A área da educação privada também sofreu com o impacto da crise, que aumentou a inadimplência do segmento e deve congelar ou reduzir os valores das mensalidades. O ensino básico sofreu mais porque não estava totalmente preparado para o ensino a distância como as operadoras de ensino superior, diz Dell'Oso.


"Grandes cadeias, como a Marista, seguem em movimento de consolidação, em busca especialmente de colégios com mensalidades mais elevadas", diz ele. Para Leonardo Nascimento, embora o segmento tenha tido uma explosão da inadimplência, a tendência é de acomodação nos próximos meses.


"No caso da educação básica, há certa resiliência em escolas com mensalidades mais altas, que têm substituição de alunos, mas mantêm taxa de ocupação. Nos tíquetes menores, a decisão do consumidor é entre o filho ficar na escola e ir para a escola pública." A característica que atrai o investidor institucional para o setor é a possibilidade de fidelização por longo prazo, diz.


"Há alunos que podem ficar até 12 anos na mesma escola, o que mitiga os riscos do negócio. Como o setor é pulverizado, com escolas fundadas por professores e sem sofisticação de gestão, tem espaço para ganho de eficiência." No segmento de ensino superior, o interesse é mais focalizado, afirma Flávia Conrado, sócia da Setter.


"Os alvos mais procurados são as faculdades ligadas às áreas médicas, como medicina e enfermagem, que são cursos de mensalidades mais elevadas e com demanda. O objeto de desejo de grandes grupos é comprar faculdades de medicina", diz ela. Faculdades com cursos de veterinária também são alvos em potencial. Entre os grupos que miram expansão na área da saúde estão Afya e Estácio.


Os ativos mais atrativos são os posicionados em grandes centros com alta demanda ou regiões com maior carência de médicos, como o Nordeste. Para Luis Gustavo Pereira, no entanto, a educação superior demanda cautela. "O setor deve ter uma retomada difícil, a população perdeu muita renda, é difícil ter um cenário claro. As operadoras de ensino superior que têm operação em Bolsa estão subavaliadas por causa dessa perspectiva não tão clara."

Entre os segmentos mais resilientes da economia estão o do agronegócio e o de tecnologia, que se mantêm atrativos.
O ramo de fertilizantes e químicos é o mais aquecido, segundo Dell'Oso. "Quem domina o mercado de químicos são grandes empresas internacionais, mas há muita empresa familiar brasileira que faz as misturas dos produtos e fazem o serviço de logística de safra para produtores. Elas têm sido alvo de investidores estrangeiros, como chineses, japoneses e europeus", afirma.

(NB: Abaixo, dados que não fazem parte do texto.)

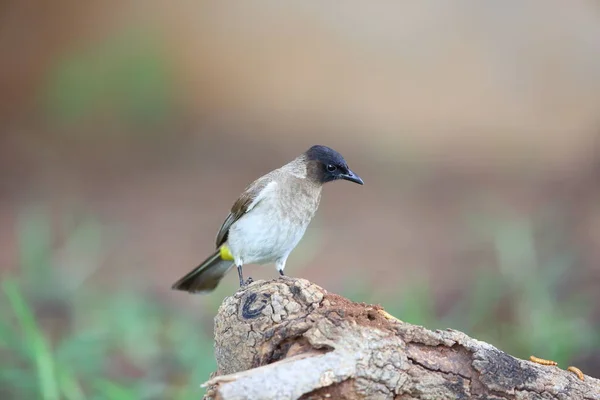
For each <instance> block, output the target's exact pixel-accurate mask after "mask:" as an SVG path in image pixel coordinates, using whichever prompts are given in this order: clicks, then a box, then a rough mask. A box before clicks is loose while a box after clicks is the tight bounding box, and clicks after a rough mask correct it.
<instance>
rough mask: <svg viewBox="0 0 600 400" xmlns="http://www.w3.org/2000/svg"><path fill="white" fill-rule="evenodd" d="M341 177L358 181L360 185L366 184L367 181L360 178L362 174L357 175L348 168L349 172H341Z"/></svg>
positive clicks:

As companhias médias do setor, com receita entre R$ 100 milhões e R$ 500 milhões, são as mais procuradas. "A região Centro-Oeste e o interior de São Paulo têm bons ativos com problemas de gestão não profissionalizada, por exemplo, e preços justos", afirma Bruno Carvalho.


Já em infraestrutura, o segmento do saneamento básico é o que deve apresentar maior possibilidade de consolidação, com interesse de fundos e operadores de água e esgoto estrangeiros no páreo, segundo a PwC. "Temos grandes operadores globais bem posicionados que aguardavam a aprovação do novo marco e querem investir em ativos como a Cedae, por exemplo", diz Dell'Oso. O maior movimento de investidores deverá acontecer nos próximos cinco anos, de acordo com ele.

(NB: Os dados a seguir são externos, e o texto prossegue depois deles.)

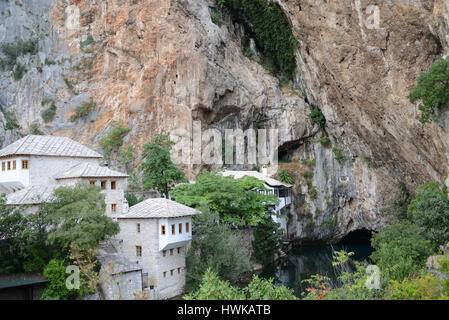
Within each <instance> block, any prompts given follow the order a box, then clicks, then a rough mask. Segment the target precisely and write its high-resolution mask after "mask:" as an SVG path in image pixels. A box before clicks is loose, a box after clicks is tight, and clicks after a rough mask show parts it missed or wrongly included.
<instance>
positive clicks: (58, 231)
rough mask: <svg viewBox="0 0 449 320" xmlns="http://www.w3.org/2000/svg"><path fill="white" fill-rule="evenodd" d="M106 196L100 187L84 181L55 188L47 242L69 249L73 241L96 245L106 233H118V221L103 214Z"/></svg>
mask: <svg viewBox="0 0 449 320" xmlns="http://www.w3.org/2000/svg"><path fill="white" fill-rule="evenodd" d="M105 207H106V205H105V203H104V195H103V194H101V193H100V188H99V187H97V186H93V185H89V184H85V183H81V184H77V185H76V186H74V187H59V188H58V189H56V190H55V191H54V200H52V201H51V202H49V203H48V204H47V206H46V209H48V210H50V212H52V213H51V215H48V217H47V218H48V221H49V223H50V225H51V227H50V232H49V235H48V242H49V244H51V245H57V246H59V247H61V248H62V249H63V250H68V248H69V247H70V245H71V244H73V245H77V246H79V247H81V248H94V247H95V246H96V245H97V244H98V243H99V241H100V240H102V239H103V238H104V237H105V236H112V235H115V234H117V233H118V231H119V227H118V223H117V222H114V221H113V220H112V219H111V218H110V217H107V216H106V215H105V214H104V211H105Z"/></svg>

De forma mais imediata, o ramo das telecomunicações é atrativo, de acordo com João Carlos Mendonça, sócio do escritório Felsberg. "Com a pandemia, as empresas precisaram ampliar infraestrutura e capacidade de tráfego. Quem já possuía estrutura instalada em cidades médias e grandes está visado. Provedores pequenos e médios são baratos, especialmente para o investidor estrangeiro, devido ao câmbio."